Cal Carrero: la alquería transformada en horchatería que ha reavivado San Isidro

El lugar, que nació en 1926, ha sido a lo largo de la historia un negocio de carros, una despensa, una casa de comidas y una tienda de alimentos y tabaco

Ariadna Martínez

Un albergue para peregrinos en Asturias. Eso era lo que tenían entre manos Patricia y Bernardino cuando cayeron en la cuenta de que no tenían que irse tan lejos para llevar el estilo de vida que querían: una existencia tranquila alejada de la ciudad. De hecho, sólo tenían que salir de casa y mirar a su izquierda. Tan solo a tres pasos, literalmente, se encontraba una oportunidad que, años después, se ha convertido, en forma de horchatería, en uno de los corazones del barrio de San Isidro.

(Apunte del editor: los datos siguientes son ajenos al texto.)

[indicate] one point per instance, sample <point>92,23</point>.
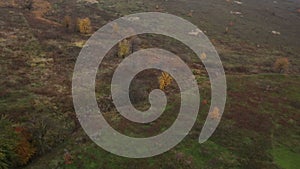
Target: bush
<point>15,149</point>
<point>281,65</point>
<point>67,22</point>
<point>9,141</point>
<point>28,4</point>
<point>84,25</point>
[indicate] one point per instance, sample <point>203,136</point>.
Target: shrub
<point>84,25</point>
<point>9,141</point>
<point>124,48</point>
<point>67,22</point>
<point>164,80</point>
<point>28,4</point>
<point>281,65</point>
<point>15,149</point>
<point>24,149</point>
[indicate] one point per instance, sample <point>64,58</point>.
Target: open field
<point>260,125</point>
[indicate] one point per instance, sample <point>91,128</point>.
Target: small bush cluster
<point>281,65</point>
<point>15,149</point>
<point>77,25</point>
<point>84,25</point>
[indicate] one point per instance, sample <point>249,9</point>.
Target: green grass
<point>285,157</point>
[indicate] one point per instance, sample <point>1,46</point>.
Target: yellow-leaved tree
<point>84,25</point>
<point>164,80</point>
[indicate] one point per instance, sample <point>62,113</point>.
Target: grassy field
<point>260,125</point>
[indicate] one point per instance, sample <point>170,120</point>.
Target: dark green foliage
<point>9,141</point>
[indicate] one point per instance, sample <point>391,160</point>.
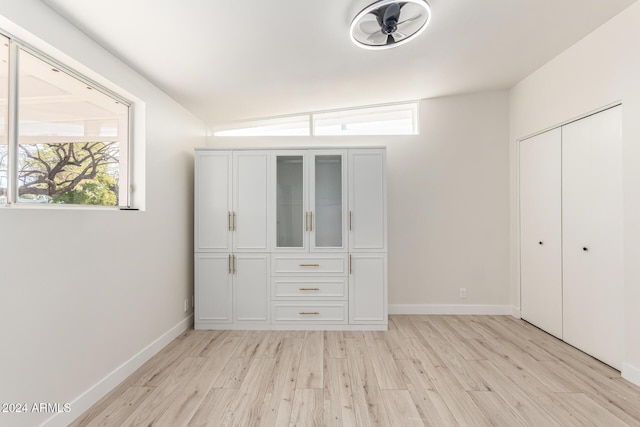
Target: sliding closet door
<point>593,235</point>
<point>540,235</point>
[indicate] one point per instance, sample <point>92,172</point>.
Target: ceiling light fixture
<point>390,23</point>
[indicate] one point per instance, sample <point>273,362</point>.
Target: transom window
<point>396,119</point>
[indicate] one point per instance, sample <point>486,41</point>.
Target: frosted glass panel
<point>290,180</point>
<point>328,203</point>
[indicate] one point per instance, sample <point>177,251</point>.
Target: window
<point>282,126</point>
<point>70,144</point>
<point>4,117</point>
<point>397,119</point>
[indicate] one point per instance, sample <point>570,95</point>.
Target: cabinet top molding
<point>307,147</point>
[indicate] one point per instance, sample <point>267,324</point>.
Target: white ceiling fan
<point>389,23</point>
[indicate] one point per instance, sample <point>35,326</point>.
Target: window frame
<point>12,132</point>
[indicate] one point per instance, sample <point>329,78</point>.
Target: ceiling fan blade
<point>377,38</point>
<point>369,27</point>
<point>390,39</point>
<point>392,12</point>
<point>406,21</point>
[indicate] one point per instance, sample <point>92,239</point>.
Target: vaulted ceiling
<point>233,60</point>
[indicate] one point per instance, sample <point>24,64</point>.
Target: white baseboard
<point>631,373</point>
<point>450,309</point>
<point>87,399</point>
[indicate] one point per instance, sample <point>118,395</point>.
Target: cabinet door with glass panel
<point>310,200</point>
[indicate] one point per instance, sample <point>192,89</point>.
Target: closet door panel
<point>593,233</point>
<point>213,201</point>
<point>251,183</point>
<point>251,287</point>
<point>367,200</point>
<point>212,288</point>
<point>540,235</point>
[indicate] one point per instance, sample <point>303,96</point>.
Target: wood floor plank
<point>307,408</point>
<point>367,400</point>
<point>120,409</point>
<point>522,403</point>
<point>401,409</point>
<point>152,408</point>
<point>463,408</point>
<point>215,409</point>
<point>588,412</point>
<point>251,396</point>
<point>311,362</point>
<point>620,401</point>
<point>334,345</point>
<point>233,374</point>
<point>338,399</point>
<point>157,370</point>
<point>497,411</point>
<point>394,341</point>
<point>276,409</point>
<point>404,325</point>
<point>430,405</point>
<point>454,360</point>
<point>427,370</point>
<point>454,340</point>
<point>387,372</point>
<point>183,407</point>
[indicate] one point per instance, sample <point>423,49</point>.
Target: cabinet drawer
<point>334,265</point>
<point>307,287</point>
<point>309,312</point>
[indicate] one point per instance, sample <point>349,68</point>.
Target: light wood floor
<point>426,370</point>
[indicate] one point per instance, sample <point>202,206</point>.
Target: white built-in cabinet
<point>232,259</point>
<point>292,238</point>
<point>571,240</point>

La historia de amor que comenzó tras un concierto de Extremoduro acabó convirtiéndose en el mayor proyecto de sus vidas. Bernardino es cocinero y Patricia, auxiliar de vuelo. Poco después de conocerse, comenzaron a vivir juntos en la alquería en la que él se había instalado tan solo unos pocos años atrás. Un lugar heredado de su familia, con mucha, mucha, historia.

Historia de Cal Carrero

La alquería Cal Carrero comenzó a existir en el año 1926, por obra de las manos de «Pepe el de Cal Corneta». Construye, por encargo del bisabuelo de Bernardino, una casa típica de labradores de la época. A partir de entonces, durante generaciones, toda la familia vive en la mitad de la alquería, trabaja en el campo, y a la otra mitad del inmueble le da diferentes usos a lo largo del tiempo.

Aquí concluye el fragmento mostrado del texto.